Рубище Кошута из мочалы с прорезью для головы было забрызгано свежей кровью.
Лук, связанный из трёх можжевеловых хлыстов, валялся в траве.
Из колчана торчала окровавленная стрела с кремнёвым наконечником. Кошут приторочил собачью тушку к поясу, закинул лук за спину и пошагал к стойбищу.
Кошуту от кручи до стойбища напрямик. А чужакам вверх по течению ещё через три колена да один перекат, толкаться и толкаться.
Им не ведомо куда, а Кошут давно дома.
В сумраке летней ночи с высоты своих владений Кошут видит, как в пелене тумана на заречной луке возникает просвет и начинает расползаться. В центре проталины сверкает огонёк – это пришельцы устраиваются на ночёвку.
Их появление взбудоражило семейство угорца.
Нагие дети то и дело снуют из землянки и обратно, докладывают о переменах возле далёкого костра.
– Суг![6] – приказывает Кошут.
Огонь за рекой то гаснет, то разгорается столбом.
То свет затеняет чья-то спина, то вдруг огромная тень кидается через край туманной завесы до самых звёзд…
Пора творить оберег.
Кошут надел праздничный сарафан жены, обвешался лисьими хвостами и вымазал лицо сажей.
В таком виде угорцы призывали на помощь своих богов.
– Хорд калиха![7] – крикнул он жене.
Она вынесла обмазанную глиной корзину с раскалёнными углями. Кошут подхватил жаровню, тушку собаки и отправился на задки стойбища в ельник.

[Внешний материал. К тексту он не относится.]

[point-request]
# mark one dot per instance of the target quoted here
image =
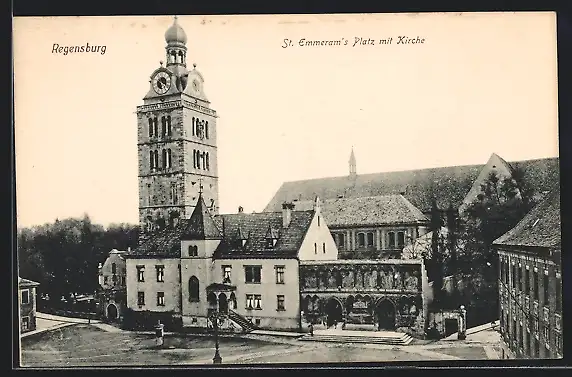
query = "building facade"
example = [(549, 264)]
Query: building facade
[(111, 296), (244, 265), (530, 284), (27, 303), (384, 294), (177, 141)]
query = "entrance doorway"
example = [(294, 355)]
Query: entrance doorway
[(112, 312), (385, 314), (333, 312)]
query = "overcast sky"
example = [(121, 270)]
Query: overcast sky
[(480, 83)]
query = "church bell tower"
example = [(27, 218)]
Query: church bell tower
[(176, 141)]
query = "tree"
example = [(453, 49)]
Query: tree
[(502, 203)]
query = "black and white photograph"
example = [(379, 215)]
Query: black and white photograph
[(283, 189)]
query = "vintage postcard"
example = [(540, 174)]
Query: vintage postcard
[(318, 189)]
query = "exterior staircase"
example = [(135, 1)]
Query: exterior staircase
[(244, 323), (348, 336)]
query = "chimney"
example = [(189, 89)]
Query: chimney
[(287, 214)]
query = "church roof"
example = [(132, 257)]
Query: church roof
[(541, 227), (448, 185), (201, 225), (258, 226), (369, 210)]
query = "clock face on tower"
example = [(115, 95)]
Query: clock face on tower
[(161, 82), (196, 86)]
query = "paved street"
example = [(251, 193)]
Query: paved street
[(82, 344)]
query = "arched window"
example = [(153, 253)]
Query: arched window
[(150, 127), (193, 289), (361, 240), (169, 158)]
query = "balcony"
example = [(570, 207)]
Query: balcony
[(546, 314)]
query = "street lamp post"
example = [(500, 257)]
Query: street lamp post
[(215, 317)]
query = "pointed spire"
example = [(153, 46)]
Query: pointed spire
[(352, 163), (201, 225)]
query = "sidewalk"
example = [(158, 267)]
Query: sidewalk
[(474, 330)]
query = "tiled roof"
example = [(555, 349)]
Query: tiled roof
[(372, 210), (449, 185), (26, 283), (163, 244), (201, 225), (539, 228), (257, 226)]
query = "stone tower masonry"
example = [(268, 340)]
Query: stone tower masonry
[(176, 141)]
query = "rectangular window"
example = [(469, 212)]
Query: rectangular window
[(370, 239), (160, 273), (280, 303), (341, 241), (140, 273), (400, 240), (258, 302), (249, 301), (279, 274), (25, 296), (226, 274), (391, 243), (140, 298), (160, 298), (546, 288), (252, 274)]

Камланье у угорцев начиналось с того, что они первым делом на капище у пирамиды из булыжников раздували огонь, зажигали молодую ёлку, бросали в огонь тушку и несколько раз произносили:
– Вэд энгем тол масе[8].
Они верили, что лесной дух Истен-Мед вместе с дымом перенесёт образ молящегося – с сажей на лице, в нелепой одежде, с лисьими хвостами – прямиком в души неведомых пришельцев, напугает их, вынудит уйти.
– Вэд-д-д!..
Затем распоясывались. Один конец ремня закапывали в землю. Другой брали в рот и принимались сосать (кровь пить из тел недругов).
…Ночь расслоилась: в лесу ещё держался мрак, а над деревьями уже просвечивало.

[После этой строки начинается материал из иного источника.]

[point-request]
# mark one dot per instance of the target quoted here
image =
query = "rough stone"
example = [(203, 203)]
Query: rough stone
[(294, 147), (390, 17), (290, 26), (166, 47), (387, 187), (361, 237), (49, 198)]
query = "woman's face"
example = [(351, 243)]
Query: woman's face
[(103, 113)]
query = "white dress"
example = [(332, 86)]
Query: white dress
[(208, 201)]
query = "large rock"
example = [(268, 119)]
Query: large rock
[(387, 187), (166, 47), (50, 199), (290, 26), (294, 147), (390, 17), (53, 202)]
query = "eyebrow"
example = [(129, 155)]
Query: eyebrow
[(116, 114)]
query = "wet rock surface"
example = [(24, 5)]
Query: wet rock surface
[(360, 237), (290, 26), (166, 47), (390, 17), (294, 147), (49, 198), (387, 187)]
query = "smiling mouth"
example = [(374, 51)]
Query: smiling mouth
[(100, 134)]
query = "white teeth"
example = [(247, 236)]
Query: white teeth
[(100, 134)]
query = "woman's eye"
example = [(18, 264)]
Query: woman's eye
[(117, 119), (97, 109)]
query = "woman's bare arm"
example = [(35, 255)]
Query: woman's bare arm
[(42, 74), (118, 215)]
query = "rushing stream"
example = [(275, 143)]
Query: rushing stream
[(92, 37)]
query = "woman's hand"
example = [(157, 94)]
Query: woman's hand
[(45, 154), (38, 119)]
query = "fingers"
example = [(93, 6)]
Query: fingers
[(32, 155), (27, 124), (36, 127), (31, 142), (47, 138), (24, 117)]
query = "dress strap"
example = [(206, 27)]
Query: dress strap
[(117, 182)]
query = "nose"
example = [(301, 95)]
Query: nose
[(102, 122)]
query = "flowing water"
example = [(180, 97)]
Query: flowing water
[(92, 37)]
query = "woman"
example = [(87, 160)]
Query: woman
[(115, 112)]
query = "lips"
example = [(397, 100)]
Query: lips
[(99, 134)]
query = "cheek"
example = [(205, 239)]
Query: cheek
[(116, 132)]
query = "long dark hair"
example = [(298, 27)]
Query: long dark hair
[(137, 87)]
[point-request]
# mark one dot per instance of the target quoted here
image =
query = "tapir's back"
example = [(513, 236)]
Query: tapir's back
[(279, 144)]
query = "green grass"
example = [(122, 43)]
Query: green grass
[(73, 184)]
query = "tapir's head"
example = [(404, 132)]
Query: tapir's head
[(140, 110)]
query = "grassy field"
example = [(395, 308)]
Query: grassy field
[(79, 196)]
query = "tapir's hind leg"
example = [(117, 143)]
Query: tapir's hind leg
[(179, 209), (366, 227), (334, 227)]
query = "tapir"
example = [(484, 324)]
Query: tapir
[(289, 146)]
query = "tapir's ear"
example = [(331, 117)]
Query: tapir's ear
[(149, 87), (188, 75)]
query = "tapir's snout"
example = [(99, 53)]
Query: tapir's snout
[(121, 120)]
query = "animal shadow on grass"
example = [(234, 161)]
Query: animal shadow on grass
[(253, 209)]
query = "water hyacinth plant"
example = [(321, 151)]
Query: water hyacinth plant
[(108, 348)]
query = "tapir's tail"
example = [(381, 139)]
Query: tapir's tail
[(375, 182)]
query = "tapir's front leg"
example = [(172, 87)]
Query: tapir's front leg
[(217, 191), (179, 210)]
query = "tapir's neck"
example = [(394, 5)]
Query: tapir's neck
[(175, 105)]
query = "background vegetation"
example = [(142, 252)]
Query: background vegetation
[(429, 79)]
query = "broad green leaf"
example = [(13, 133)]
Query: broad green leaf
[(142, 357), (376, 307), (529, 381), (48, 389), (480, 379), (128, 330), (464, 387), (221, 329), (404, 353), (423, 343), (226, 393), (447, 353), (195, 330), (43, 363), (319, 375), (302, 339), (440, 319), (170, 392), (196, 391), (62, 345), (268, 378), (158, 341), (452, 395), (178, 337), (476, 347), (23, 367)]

Из землянки доносился звонкий, здоровый кашель детей. Это мать выкуривала гнуса из жилища дымом прелых листьев.
– Суг! Халк! – опять прикрикнул Кошут на семейство.
Когда легли, Тутта спросила Кошута, пойдёт ли он завтра смотреть сеть: ждать ей улова или разгребать яму со льдом, где заложена солонина.
Надо починать запасы, – распорядился Кошут.
Сеть вытрясли идеген[9].
В это время идеген корчились от холода под шкурами, сверху влажными от росы.
Фимка никла к спине мужа, а он топор обнимал.
– Вёдро будет. Жечь начнём, – сказал он.
– Дальше, значит, не поплывём?
– Не водой несёт.
– Слава Богу.
– Спаси и сохрани.
Долго ли поспишь на холодной земле? Не успели глаз сомкнуть, а уж солнце над лесом.
Вскочили на ноги разом, каждый по-своему озадаченный предстоящим днём.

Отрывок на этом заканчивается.